Charlie moved in closer, trapping her in the corner of the stall. “They’ll all be good mousers, I bet.”
His tone was friendly, but Ivy’s guts tensed up. She desperately wanted to be away from the stall that had, without warning, become too dark and far too secluded. If she shouted, someone would likely hear her and come, but Charlie had always seemed nice enough. Maybe he did just want to talk about kittens, and she didn’t want him to get in trouble for not being busy at work.
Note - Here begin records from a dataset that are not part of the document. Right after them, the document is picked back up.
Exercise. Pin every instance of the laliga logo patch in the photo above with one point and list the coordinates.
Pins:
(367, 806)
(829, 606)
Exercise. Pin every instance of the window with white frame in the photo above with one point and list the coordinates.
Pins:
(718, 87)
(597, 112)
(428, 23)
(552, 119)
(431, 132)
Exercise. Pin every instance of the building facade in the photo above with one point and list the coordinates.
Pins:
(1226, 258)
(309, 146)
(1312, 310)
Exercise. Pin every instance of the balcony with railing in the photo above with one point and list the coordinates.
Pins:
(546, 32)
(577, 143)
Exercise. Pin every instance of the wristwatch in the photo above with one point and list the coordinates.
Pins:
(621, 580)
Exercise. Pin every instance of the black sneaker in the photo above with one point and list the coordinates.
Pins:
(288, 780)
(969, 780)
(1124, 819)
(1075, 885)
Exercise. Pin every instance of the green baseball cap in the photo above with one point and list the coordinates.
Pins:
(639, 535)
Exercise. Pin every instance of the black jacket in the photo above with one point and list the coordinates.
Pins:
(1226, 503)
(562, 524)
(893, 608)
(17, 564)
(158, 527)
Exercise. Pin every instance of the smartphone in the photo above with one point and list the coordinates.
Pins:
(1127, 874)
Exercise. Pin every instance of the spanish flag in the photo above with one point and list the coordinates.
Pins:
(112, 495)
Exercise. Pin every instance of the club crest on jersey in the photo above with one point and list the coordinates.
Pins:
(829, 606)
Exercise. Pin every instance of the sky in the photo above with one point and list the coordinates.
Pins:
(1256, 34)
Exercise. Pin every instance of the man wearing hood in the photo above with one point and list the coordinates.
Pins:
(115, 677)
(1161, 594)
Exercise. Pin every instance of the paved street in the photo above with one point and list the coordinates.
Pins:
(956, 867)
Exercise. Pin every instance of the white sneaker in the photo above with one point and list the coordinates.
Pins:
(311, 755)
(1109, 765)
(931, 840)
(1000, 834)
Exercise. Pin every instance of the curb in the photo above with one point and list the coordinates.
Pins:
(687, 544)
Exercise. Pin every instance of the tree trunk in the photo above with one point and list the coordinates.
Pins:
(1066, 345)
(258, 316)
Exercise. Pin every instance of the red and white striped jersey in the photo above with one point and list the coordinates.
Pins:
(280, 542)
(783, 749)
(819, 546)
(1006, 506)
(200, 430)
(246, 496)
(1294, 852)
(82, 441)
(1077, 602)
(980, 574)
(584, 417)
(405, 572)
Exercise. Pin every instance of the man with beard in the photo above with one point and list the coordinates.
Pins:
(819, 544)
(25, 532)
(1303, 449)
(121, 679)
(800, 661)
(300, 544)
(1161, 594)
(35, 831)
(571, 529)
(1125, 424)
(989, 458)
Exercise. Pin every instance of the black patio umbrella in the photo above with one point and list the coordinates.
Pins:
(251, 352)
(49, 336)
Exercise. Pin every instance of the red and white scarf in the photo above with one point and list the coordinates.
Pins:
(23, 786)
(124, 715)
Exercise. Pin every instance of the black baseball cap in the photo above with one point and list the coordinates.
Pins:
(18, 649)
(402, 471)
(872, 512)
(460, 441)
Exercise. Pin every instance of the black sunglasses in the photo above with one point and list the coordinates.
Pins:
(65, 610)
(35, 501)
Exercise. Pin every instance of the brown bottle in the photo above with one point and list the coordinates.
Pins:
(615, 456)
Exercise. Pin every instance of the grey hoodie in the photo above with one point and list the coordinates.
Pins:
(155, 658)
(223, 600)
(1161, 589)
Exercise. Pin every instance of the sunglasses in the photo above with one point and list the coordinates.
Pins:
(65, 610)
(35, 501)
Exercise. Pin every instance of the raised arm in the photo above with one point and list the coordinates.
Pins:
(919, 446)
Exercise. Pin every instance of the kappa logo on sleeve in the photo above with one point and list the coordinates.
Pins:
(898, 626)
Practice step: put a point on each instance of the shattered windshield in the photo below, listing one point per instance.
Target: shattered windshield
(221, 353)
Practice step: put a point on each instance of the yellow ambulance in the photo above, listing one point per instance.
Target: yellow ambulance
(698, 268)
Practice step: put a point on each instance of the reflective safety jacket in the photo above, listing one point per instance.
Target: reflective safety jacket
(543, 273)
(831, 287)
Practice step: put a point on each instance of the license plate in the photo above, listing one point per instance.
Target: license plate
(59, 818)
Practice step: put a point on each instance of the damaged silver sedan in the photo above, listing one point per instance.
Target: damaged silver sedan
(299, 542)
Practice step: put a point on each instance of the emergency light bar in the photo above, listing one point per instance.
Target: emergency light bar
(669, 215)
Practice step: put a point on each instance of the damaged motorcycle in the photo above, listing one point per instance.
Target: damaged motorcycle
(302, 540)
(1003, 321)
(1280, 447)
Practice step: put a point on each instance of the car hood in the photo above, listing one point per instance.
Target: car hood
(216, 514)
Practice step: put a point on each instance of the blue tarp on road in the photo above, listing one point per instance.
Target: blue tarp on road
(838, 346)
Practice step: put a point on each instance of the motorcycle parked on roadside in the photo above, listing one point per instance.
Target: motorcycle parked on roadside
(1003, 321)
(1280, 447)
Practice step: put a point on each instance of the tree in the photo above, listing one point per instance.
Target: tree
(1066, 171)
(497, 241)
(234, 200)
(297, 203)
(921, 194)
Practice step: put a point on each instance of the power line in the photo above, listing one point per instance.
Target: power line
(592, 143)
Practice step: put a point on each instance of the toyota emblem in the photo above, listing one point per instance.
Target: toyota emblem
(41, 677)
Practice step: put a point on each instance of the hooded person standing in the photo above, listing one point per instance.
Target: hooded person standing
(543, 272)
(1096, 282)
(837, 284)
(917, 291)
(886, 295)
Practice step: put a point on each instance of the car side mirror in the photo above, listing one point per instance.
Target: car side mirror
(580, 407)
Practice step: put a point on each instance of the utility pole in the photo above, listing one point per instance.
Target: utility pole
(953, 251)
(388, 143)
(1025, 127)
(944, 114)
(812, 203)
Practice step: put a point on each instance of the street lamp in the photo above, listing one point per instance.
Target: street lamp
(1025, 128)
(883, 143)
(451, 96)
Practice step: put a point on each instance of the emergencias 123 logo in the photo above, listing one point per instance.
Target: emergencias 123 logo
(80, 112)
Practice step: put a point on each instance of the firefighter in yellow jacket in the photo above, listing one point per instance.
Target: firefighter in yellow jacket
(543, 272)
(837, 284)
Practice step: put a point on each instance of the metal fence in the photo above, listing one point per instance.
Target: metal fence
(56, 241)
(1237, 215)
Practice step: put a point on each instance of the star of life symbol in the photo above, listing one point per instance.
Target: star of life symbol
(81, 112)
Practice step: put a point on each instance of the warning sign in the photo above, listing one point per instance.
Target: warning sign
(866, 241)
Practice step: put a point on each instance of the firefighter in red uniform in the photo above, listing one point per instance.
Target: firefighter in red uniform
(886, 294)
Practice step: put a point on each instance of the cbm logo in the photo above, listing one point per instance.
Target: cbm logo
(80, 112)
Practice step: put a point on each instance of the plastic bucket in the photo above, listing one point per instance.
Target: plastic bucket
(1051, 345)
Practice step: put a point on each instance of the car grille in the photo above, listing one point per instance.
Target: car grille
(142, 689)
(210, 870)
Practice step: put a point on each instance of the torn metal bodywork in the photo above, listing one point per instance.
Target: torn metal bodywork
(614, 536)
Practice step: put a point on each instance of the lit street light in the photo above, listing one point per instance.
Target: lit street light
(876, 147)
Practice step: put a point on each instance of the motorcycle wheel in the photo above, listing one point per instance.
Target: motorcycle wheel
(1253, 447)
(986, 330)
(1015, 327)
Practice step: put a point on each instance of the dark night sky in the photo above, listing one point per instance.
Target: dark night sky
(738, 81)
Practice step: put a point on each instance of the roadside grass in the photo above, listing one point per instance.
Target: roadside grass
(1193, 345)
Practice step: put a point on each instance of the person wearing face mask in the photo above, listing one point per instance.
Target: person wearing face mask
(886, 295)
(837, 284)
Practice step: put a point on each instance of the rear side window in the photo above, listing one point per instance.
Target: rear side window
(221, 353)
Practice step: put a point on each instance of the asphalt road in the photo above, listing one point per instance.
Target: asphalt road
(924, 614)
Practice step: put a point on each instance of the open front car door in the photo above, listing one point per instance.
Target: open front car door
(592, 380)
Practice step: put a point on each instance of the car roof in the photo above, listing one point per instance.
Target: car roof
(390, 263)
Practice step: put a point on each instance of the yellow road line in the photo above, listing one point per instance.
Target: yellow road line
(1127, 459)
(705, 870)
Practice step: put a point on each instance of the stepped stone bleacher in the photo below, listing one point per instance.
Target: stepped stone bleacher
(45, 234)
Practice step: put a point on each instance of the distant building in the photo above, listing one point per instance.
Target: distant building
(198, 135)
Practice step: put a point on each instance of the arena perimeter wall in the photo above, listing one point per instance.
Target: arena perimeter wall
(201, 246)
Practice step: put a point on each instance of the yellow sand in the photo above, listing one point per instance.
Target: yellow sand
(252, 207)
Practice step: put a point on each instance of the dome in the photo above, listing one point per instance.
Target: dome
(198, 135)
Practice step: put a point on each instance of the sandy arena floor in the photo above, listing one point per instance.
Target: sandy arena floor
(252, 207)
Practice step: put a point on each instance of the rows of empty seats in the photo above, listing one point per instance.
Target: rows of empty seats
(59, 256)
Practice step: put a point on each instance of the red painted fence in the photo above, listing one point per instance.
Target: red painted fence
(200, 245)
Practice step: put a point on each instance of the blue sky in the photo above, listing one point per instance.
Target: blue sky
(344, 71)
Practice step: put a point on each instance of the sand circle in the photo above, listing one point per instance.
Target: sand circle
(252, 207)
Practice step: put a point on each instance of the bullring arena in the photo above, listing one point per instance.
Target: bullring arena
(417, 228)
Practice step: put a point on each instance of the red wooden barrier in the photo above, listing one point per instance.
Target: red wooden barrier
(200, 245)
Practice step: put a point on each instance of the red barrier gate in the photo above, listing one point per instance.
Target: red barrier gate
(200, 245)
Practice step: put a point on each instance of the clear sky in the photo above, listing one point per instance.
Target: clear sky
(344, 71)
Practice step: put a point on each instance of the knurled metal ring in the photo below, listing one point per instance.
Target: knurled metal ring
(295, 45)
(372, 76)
When she made a move toward the door, his tall frame shifted. She jerked back, away from his body, pushing herself tighter into the corner of the stall. He was close enough that his scent of stale cigarette smoke and sweat forced its way into her nostrils and stomach. When he exhaled, his breath smelled of strong coffee. In slow motion, Charlie reached out and touched her hair just over her ear. Heart in her throat, she froze. Charlie Logan had not come to discuss anything good. He smiled at her affectionately as he stroked her hair.